The picnic was held in Whitwell’s
Clearing, on the side of Lion’s Head, where
the moss, almost as white as snow, lay like belated
drifts among the tall, thin grass which overran the
space opened by the axe, and crept to the verge of
the low pines growing in the shelter of the loftier
woods. It was the end of one of Whitwell’s
“Tramps Home to Nature,” as he called
his walks and talks with the ladies, and on this day
Westover’s fellow-painter had added to his lessons
in woodlore the claims of art, intending that his
class should make studies of various bits in the clearing,
and should try to catch something of its peculiar charm.
He asked Westover what he thought of the notion, and
Westover gave it his approval, which became enthusiastic
when he saw the place. He found in it the melancholy
grace, the poignant sentiment of ruin which expresses
itself in some measure wherever man has invaded nature
and then left his conquest to her again. In Whitwell’s
Clearing the effect was intensified by the approach
on the fading wood road, which the wagons had made
in former days when they hauled the fallen timber
to the pulp-mill.
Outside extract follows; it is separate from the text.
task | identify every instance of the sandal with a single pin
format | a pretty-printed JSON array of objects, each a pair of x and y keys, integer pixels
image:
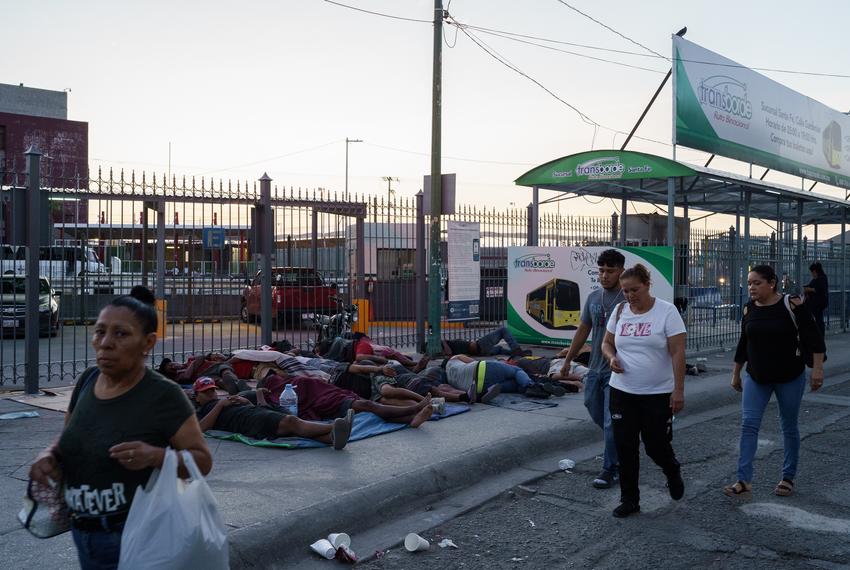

In places it was so vague and
faint as to be hardly a trail; in others, where the
wheel-tracks remained visible, the trees had sent out
a new growth of lower branches in the place of those
lopped away, and almost forbade the advance of foot-passengers.
The ladies said they did not see how Jeff was ever
going to get through with the wagon, and they expressed
fears for the lunch he was bringing, which seemed only
too well grounded.
But Whitwell, who was leading them
on, said: “You let a Durgin alone to do
a thing when he’s made up his mind to it.
I guess you’ll have your lunch all right;”
and by the time that they had got enough of Browning
they heard the welcome sound of wheels crashing upon
dead boughs and swishing through the underbrush, and,
in the pauses of these pleasant noises, the voice
of Jeff Durgin encouraging his horses. The children
of the party broke away to meet him, and then he came
in sight ahead of his team, looking strong and handsome
in his keeping with the scene: Before he got
within hearing, the ladies murmured a hymn of praise
to his type of beauty; they said he looked like a
young Hercules, and Westover owned with an inward
smile that Jeff had certainly made the best of himself
for the time being. He had taken a leaf from
the book of the summer folks; his stalwart calves
revealed themselves in thick, ribbed stockings; he
wore knickerbockers and a Norfolk jacket of corduroy;
he had style as well as beauty, and he had the courage
of his clothes and looks. Westover was still
in the first surprise of the American facts, and he
wondered just what part in the picnic Jeff was to
bear socially. He was neither quite host nor
guest; but no doubt in the easy play of the life, which
Westover was rather proud to find so charming, the
question would solve itself rationally and gracefully.
“Where do you want the things?”
the young fellow asked of the company at large, as
he advanced upon them from the green portals of the
roadway, pulling off his soft wool hat, and wiping
his wet forehead with his blue-bordered white handkerchief.
“Oh, right here, Jeff!”
The nimblest of the nymphs sprang to her feet from
the lounging and crouching circle about Westover.
She was a young nymph no longer, but with a daughter
not so much younger than herself as to make the contrast
of her sixteen years painful. Westover recognized
the officious, self-approving kind of the woman, but
he admired the brisk efficiency with which she had
taken possession of the affair from the beginning
and inspired every one to help, in strict subordination
to herself.
When the cloths were laid on the smooth,
elastic moss, and the meal was spread, she heaped
a plate without suffering any interval in her activities.
“I suppose you’ve got
to go back to your horses, Jeff, and you shall be
the first served,” she said, and she offered
him the plate with a bright smile and friendly grace,
which were meant to keep him from the hurt of her
intention.
Jeff did not offer to take the plate
which she raised to him from where she was kneeling,
but looked down at her with perfect intelligence.
“I guess I don’t want anything,”
he said, and turned and walked away into the woods.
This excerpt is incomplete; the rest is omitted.